No lesson seems to be so deeply inculcated by experience of life as that you should never trust experts. If you believe doctors, nothing is wholesome; if you believe theologians, nothing is innocent; if you believe soldiers, nothing is safe.--Lord Salisbury, 19th century British prime minister
How has Autodesk come to such a sad state? Surely our management is not incompetent, nor bent on the destruction of our company. After all, they are for the most part the same people who led the company through the times of its greatest triumph, when Autodesk built the initial success of AutoCAD into one of the premier entrepreneurial success stories of the 1980s.
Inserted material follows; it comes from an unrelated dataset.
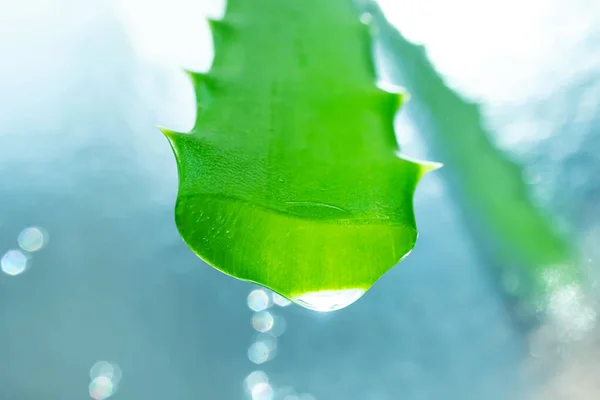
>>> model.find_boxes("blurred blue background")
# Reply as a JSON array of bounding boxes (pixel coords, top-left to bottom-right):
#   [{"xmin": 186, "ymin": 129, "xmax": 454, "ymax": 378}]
[{"xmin": 0, "ymin": 0, "xmax": 600, "ymax": 400}]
No, I think the problem that afflicts Autodesk, its seeming inability to act in any way whatsoever, stems from a failure of confidence, the self-assurance in the face of uncertainty that what we are doing is right, which is essential to any entrepreneur. When confidence ebbs, the courage to act dies with it. Successful businesses are rarely if ever built by following an obvious path, and the actions that created great industries often seem clear only in retrospect. The entrepreneur needs the right mix of brash disregard for the general consensus which usually tells him he is a fool or worse, tempered by firm grounding in the realities and potentialities of the arena he is operating in and the dynamics of the marketplace. These allow him to weigh his chances of success against what is at risk in the venture. An entrepreneurial company needs this balance as much as the founder of a start-up, and it must not only seek individuals who embody these properties, it must structure its organisation to achieve the right balance between imagination and caution.
It is an imbalance, or more accurately a disconnection, between these qualities which I believe lies at the heart of Autodesk's problems.